Jack Cade
| Jack Cade | ||
|---|---|---|
| Algemene informatie | ||
| Bijnaam | John Mortimer | |
| Geboren | Onbekend Ierland | |
| Overleden | 12 juli 1450 Heathfield (Engeland | |
| Bekend van | Opstand tegen Hendrik VI van Engeland | |
Jack Cade (gestorven: Heathfield, 12 juni 1450) was een Engelse opstandeling die in opstand kwam tegen koning Hendrik VI van Engeland. Tijdens de opstand nam hij de naam John Mortimer aan, met deze naam impliceerde hij dat hij connecties had met de familie van de Hertog van York.[1]
Biografie
Jack Cade leefde in Sussex toen hij in 1449 werd verdacht van het vermoorden van een vrouw. Hij vluchtte naar Frankrijk en keerde vervolgens weer terug naar Engeland. Cade settelde zich in Kent waar hij zich voordeed als een arts. In juni 1450 stelde hij zich aan het hoofd van Kentse opstandelingen die streden tegen de recente belastingverhoging.[2] In deze tijd deed Cade zich voor als John Mortimer, maar in tegenstelling tot wat hij vertelde stond hij niet in contact met Richard van York die op dat moment in Ierland verbleef.[1] De naam Mortimer was afkomstig van de moeder van de Hertog van York, Anne Mortimer. Het gerucht ging dat Jack Cade koning Hendrik VI wilde vervangen door Richard van York. Cade zou volgens de adviseurs van de koning ook afkomstig zijn uit Ierland, waar enkele landerijen van de Mortimers lagen.[3]
Cade ontpopte zich een effectieve leider van de opstand en wist ook een programma van hervormingen samen te stellen.
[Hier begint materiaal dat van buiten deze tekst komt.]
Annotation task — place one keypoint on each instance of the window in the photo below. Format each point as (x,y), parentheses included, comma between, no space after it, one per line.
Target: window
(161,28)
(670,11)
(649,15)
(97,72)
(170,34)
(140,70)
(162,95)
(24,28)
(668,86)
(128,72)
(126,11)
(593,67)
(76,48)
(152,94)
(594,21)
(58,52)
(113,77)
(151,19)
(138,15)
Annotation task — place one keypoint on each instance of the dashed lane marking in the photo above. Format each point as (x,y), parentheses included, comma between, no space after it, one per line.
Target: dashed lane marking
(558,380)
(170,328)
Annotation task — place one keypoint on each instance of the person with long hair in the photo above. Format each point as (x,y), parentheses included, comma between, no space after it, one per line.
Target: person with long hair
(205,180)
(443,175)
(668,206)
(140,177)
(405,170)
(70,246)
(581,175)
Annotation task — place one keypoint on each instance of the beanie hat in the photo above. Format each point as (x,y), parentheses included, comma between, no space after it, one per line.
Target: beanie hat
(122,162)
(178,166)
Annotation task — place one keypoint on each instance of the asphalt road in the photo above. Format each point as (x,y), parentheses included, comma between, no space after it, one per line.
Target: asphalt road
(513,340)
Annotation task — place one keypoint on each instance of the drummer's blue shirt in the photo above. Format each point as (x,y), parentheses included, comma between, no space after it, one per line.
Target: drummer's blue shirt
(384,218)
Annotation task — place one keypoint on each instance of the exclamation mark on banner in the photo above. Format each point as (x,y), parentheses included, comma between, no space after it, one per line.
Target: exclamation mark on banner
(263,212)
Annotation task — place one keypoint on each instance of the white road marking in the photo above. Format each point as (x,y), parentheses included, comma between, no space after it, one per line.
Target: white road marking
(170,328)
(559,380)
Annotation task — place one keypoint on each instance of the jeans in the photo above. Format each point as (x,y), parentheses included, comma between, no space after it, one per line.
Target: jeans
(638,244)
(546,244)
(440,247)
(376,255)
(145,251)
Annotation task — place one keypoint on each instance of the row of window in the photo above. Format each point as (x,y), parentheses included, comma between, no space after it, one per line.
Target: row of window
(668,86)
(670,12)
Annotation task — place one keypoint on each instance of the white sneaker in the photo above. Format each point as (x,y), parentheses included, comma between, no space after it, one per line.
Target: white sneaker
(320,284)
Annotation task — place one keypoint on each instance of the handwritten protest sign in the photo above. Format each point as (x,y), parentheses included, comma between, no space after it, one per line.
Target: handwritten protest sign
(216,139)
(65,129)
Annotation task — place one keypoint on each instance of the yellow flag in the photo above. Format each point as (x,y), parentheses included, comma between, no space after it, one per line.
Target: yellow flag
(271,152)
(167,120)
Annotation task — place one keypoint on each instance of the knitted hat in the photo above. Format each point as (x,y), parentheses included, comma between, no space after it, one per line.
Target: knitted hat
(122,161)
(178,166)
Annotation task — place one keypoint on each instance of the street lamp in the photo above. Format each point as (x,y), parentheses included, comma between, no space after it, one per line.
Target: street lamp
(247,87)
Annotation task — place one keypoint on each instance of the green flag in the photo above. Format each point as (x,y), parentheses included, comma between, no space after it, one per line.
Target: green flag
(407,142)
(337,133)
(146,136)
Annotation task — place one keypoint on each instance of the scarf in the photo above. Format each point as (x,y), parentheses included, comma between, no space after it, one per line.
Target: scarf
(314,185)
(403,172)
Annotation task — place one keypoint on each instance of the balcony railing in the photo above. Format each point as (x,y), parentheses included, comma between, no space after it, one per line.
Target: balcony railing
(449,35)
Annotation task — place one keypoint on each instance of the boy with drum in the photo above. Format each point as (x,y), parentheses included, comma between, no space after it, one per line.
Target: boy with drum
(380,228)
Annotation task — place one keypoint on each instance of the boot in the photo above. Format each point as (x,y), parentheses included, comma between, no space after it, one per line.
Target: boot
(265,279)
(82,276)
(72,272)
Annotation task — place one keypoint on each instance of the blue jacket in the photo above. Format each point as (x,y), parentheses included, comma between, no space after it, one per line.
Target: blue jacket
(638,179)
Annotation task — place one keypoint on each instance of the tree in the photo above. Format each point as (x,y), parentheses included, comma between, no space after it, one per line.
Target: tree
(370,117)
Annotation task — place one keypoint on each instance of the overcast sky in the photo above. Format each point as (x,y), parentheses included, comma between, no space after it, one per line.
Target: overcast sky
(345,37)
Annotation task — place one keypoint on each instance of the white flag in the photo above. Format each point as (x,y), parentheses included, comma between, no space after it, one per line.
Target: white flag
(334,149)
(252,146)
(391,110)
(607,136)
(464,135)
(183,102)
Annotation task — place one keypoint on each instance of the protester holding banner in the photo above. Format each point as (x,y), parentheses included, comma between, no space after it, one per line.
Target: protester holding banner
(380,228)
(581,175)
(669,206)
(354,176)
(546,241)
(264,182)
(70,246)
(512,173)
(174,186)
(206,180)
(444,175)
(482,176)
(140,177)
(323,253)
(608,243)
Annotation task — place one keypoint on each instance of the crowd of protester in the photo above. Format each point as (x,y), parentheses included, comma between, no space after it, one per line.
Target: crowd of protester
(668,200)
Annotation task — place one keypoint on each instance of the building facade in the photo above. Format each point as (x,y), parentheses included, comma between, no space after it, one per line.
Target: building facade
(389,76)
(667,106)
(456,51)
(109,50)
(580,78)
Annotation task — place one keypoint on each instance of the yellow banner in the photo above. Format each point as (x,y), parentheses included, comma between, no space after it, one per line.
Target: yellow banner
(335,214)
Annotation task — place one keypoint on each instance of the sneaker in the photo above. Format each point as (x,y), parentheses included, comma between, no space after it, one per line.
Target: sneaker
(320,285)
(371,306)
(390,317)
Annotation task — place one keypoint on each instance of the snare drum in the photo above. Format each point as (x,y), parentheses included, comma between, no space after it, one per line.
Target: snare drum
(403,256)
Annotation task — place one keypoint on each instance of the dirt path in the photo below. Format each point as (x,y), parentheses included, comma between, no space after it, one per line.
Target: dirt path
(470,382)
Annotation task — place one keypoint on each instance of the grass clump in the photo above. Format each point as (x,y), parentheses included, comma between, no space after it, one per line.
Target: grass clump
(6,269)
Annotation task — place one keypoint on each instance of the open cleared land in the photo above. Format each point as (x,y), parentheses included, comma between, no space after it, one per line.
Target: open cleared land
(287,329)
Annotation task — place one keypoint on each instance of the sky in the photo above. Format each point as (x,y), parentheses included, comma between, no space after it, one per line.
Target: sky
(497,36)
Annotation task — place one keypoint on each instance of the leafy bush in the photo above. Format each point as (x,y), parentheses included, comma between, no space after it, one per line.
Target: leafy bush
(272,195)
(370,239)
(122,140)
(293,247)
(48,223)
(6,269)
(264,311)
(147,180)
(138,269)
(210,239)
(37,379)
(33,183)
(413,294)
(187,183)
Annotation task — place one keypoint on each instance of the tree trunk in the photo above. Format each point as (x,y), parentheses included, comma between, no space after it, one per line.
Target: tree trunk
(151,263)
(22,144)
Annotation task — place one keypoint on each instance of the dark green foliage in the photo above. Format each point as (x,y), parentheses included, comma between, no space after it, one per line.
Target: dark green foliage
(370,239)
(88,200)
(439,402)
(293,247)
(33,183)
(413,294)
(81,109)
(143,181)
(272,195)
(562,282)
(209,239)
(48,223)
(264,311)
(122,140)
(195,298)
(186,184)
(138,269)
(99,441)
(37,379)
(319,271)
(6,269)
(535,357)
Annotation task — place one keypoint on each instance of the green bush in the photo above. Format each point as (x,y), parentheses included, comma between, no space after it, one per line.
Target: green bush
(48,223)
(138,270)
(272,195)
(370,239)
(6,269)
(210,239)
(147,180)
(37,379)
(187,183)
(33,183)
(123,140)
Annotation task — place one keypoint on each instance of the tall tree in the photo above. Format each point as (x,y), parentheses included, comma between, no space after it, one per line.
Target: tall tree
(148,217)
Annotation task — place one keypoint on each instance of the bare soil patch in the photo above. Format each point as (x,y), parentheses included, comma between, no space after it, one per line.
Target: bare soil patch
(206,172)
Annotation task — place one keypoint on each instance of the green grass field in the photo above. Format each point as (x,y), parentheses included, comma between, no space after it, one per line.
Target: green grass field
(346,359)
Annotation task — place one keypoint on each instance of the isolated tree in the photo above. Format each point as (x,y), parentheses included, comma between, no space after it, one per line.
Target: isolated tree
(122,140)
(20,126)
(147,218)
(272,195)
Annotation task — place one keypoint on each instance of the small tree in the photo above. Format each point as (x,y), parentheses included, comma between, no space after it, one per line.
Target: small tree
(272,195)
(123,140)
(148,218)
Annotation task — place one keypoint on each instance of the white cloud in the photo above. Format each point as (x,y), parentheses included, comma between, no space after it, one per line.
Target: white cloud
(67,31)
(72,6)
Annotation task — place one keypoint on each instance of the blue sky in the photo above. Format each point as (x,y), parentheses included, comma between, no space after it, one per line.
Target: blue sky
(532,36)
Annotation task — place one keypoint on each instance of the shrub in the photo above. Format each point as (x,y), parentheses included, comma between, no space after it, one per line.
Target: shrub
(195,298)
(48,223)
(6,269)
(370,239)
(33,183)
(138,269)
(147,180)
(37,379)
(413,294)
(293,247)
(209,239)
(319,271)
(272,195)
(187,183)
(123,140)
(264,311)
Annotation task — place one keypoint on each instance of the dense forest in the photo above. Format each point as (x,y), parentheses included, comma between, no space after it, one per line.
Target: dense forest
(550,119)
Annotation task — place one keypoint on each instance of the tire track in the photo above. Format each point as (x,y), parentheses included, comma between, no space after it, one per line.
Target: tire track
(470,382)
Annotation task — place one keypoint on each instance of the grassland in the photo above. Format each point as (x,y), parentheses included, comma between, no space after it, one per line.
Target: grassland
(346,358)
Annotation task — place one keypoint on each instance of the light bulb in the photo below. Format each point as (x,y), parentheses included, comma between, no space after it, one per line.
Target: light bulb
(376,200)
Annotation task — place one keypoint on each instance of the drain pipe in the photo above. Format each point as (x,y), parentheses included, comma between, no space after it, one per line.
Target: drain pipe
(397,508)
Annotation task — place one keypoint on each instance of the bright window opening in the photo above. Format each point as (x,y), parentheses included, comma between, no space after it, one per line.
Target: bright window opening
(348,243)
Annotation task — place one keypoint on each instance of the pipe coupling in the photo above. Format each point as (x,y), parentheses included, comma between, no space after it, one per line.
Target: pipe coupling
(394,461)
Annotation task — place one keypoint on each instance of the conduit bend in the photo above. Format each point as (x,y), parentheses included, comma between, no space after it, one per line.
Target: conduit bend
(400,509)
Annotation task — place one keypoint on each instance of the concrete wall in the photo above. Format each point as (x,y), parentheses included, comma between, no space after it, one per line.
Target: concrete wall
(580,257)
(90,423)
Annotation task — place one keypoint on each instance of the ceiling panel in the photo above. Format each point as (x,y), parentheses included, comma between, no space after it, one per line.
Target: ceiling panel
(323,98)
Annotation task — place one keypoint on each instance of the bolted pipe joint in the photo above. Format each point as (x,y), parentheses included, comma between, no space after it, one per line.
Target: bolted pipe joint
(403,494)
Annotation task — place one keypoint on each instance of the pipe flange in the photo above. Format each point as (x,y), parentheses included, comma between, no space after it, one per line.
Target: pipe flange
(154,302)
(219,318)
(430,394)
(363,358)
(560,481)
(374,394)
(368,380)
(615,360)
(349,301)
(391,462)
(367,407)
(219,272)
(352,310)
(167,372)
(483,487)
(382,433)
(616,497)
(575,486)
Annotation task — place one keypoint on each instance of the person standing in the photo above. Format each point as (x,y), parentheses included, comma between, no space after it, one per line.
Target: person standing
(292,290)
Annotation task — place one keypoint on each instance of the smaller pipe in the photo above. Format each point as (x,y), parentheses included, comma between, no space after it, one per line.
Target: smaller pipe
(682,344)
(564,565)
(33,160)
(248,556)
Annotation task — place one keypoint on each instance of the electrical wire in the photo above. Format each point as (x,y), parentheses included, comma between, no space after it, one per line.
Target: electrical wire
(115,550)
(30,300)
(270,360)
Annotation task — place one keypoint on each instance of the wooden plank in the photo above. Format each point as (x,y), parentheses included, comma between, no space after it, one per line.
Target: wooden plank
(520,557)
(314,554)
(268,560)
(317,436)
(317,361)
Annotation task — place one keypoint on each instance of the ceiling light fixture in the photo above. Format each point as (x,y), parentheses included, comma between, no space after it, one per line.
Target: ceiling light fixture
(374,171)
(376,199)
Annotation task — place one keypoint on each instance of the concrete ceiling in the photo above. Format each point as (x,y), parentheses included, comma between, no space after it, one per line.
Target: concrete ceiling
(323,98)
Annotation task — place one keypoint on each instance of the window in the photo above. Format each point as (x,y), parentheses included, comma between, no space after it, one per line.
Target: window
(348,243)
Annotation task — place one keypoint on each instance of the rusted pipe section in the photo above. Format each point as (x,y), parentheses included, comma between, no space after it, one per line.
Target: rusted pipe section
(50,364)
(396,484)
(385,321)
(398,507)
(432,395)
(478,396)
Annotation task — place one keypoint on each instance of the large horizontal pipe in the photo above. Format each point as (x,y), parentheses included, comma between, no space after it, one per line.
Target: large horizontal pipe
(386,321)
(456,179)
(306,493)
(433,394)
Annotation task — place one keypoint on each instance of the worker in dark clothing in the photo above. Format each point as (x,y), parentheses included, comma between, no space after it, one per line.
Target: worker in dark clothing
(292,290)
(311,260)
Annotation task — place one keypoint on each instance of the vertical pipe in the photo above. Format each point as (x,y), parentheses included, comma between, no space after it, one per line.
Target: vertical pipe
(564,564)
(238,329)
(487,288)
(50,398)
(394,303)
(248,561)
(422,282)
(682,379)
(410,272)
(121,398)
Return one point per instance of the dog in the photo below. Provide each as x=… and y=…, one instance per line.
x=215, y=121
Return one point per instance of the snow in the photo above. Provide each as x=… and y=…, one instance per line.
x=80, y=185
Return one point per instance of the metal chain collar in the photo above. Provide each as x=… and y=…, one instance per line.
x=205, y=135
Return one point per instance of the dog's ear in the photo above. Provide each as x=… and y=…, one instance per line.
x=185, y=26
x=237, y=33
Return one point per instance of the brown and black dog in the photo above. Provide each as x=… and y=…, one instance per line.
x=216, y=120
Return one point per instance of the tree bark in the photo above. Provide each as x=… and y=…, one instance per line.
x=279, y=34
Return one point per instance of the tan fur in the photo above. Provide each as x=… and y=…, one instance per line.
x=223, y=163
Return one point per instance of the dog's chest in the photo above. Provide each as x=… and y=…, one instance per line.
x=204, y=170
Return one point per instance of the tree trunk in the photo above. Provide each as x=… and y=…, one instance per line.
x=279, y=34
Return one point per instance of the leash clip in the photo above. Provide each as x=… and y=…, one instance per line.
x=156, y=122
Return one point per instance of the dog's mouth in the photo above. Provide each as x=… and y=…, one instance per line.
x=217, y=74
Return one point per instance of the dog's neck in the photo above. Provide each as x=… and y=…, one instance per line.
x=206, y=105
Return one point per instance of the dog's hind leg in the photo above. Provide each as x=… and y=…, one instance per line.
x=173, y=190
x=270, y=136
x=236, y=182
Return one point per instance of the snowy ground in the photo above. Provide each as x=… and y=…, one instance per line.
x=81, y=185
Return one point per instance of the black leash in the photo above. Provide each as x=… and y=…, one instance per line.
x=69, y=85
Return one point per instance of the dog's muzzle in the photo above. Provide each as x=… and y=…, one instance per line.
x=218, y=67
Met zijn legertje van opstandelingen trok hij westwaarts en op 11 juni bereikten ze Blackheath, nabij Londen. Enkele dagen later vonden er onderhandelingen plaats tussen de opstandelingen en de Kroon, maar deze leidde niet tot een akkoord. Hierop trokken de opstandelingen Kent weer in en wisten ze een strafexpeditie onder leiding van Humphrey en William Stafford te verslaan.[4]
Nadat in Londen ook opstanden tegen de koning uitbraken waarop Hendrik VI uiteindelijk de stad ontvluchtte trok Cade wederom op naar Blackheath. Op 2 juli bereikten ze Southwark. Een dag later trokken ze over London Bridge naar de hoofdstad waar de Londense militie hen probeerde te bevechten en konden uiteindelijk de stad innemen. Eenmaal in Londen zat Cade een rechtbank voor die de misdadigers van het regime moest straffen. Onder hen bevond zich ook de Lord High Treasurer James Fiennes die als eerste werd onthoofd op straat. Naast Fiennes werden nog enkele andere mensen geëxecuteerd.[5]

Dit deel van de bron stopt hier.